Patrick and Ellen Lyons' eldest son, John, left Marong in 1886 when he was in his mid 20s to try his luck on the Western Australian goldfields.
The first important gold finds in Western Australia were in the Kimberley area of the north-west where gold was discovered in 1883. John travelled to the west in company with two other residents of the Bendigo Region but he remained there after the others returned. A letter from John to his brother, William, dated "Kimberley, WA, 3/1/87", talks of the hardships on the goldfields and this is referred to again in an article in the Bendigo Advertiser (22 February 1887) which suggests that the venture was only marginally successful ... "The party had a rough time of it, and the whole result of the expenditure of some hundreds of pounds was the obtaining of 11 ozs of gold".
Despite this, John continued prospecting for a few years and a Miner's Right for the Pilbara Goldfield (further to the south) was issued to him on 21 May 1894.

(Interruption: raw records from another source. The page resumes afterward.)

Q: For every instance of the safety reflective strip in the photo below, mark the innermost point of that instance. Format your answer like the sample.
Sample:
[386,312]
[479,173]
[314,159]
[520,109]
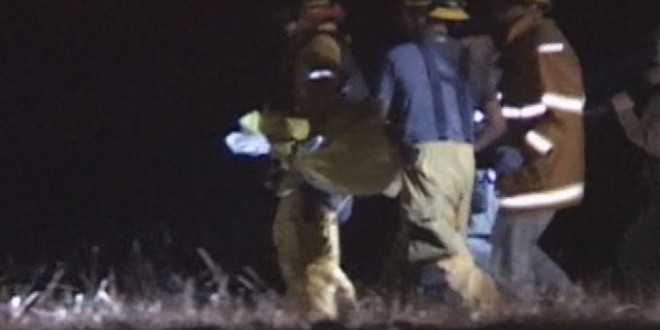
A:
[564,102]
[544,199]
[526,112]
[479,117]
[539,142]
[551,48]
[320,74]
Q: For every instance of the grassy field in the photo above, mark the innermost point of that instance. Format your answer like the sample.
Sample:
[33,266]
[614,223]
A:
[147,297]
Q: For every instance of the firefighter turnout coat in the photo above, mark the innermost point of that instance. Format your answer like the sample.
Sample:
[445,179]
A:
[543,99]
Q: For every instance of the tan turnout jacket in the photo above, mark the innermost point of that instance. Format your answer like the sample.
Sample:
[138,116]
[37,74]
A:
[542,93]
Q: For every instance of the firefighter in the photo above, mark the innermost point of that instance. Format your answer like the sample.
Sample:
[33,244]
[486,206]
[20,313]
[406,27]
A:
[543,99]
[306,228]
[638,111]
[425,91]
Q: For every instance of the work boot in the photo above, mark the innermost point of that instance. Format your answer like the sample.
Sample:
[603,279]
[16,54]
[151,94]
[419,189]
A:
[476,288]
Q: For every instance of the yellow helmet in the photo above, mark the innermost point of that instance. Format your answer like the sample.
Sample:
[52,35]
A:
[545,4]
[446,10]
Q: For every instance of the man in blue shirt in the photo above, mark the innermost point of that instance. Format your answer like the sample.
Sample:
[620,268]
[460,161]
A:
[425,91]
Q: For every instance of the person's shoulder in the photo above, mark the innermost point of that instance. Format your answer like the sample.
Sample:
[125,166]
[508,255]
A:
[548,31]
[400,50]
[323,40]
[324,45]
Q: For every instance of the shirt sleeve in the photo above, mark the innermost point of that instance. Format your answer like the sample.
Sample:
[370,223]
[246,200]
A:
[386,84]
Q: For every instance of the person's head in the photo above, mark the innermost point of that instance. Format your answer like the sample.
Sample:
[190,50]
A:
[434,16]
[509,11]
[305,15]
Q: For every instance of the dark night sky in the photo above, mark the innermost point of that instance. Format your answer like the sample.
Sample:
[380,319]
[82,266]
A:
[112,111]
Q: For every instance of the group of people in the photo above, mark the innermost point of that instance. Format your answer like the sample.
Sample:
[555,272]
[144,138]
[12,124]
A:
[439,101]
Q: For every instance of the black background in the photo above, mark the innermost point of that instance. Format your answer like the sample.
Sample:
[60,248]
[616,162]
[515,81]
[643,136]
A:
[112,115]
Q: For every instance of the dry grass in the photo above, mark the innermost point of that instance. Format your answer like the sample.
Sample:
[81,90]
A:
[143,298]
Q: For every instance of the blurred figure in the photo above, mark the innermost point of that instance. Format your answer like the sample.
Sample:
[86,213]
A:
[543,99]
[306,228]
[638,111]
[425,90]
[490,125]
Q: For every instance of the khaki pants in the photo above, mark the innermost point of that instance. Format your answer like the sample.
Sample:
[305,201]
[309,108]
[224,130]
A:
[306,235]
[522,269]
[435,202]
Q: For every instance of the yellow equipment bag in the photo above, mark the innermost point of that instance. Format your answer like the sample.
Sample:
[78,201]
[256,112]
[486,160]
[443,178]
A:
[356,157]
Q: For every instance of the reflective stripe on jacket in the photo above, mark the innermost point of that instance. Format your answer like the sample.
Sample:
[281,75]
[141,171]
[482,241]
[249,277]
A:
[543,92]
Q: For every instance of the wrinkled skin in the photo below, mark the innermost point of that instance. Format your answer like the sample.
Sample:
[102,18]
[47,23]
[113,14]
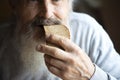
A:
[68,63]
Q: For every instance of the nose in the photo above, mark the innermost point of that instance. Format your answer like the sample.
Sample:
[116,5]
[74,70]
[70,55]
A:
[46,10]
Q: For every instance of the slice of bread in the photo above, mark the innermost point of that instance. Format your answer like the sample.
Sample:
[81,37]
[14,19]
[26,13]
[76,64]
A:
[58,30]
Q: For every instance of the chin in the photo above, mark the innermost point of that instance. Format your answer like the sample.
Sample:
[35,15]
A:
[24,62]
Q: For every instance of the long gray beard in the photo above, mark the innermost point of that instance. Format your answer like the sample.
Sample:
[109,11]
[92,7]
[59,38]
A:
[21,61]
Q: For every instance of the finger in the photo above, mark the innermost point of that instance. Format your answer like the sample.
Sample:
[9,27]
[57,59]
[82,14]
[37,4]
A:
[53,51]
[62,41]
[53,70]
[55,62]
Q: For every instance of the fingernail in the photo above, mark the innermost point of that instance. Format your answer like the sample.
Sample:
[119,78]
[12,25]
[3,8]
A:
[38,48]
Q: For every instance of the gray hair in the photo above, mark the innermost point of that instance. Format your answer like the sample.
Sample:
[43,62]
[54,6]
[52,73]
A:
[13,3]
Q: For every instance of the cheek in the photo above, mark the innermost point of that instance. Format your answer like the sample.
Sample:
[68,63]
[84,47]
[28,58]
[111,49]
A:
[27,14]
[62,13]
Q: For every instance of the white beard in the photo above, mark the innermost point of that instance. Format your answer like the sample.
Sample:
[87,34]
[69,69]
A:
[21,61]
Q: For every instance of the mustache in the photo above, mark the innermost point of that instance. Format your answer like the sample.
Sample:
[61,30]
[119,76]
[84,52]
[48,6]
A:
[46,22]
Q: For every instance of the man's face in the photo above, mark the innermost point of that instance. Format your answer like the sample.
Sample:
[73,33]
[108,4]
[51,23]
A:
[43,12]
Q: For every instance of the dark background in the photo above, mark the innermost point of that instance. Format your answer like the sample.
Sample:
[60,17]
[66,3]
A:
[106,12]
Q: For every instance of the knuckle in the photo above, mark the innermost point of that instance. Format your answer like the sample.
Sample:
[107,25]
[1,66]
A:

In 1896, however, John apparently had had enough of prospecting and he undertook a cattle drive from the DeGrey River in the north-west to Dongara on the east coast, a journey of about 1400 kilometres that took some 5 months.
John's grandson Adrian Lyons has transcribed a journal that John kept during the cattle drive - the full transcript is included as an appendix to 'Ellendale and Beyond'. As Adrian comments; "Things have changed very little along his route to this day and having passed through much of it myself, I can appreciate some of the hardships that they must have endured in their daily activities. It's a pity that he wasn't more descriptive in his notes."
Subsequently, John settled in the Donnybrook area in Western Australia's south west and purchased the farming property 'Queenwood', 10km north-east of Donnybrook in 1899.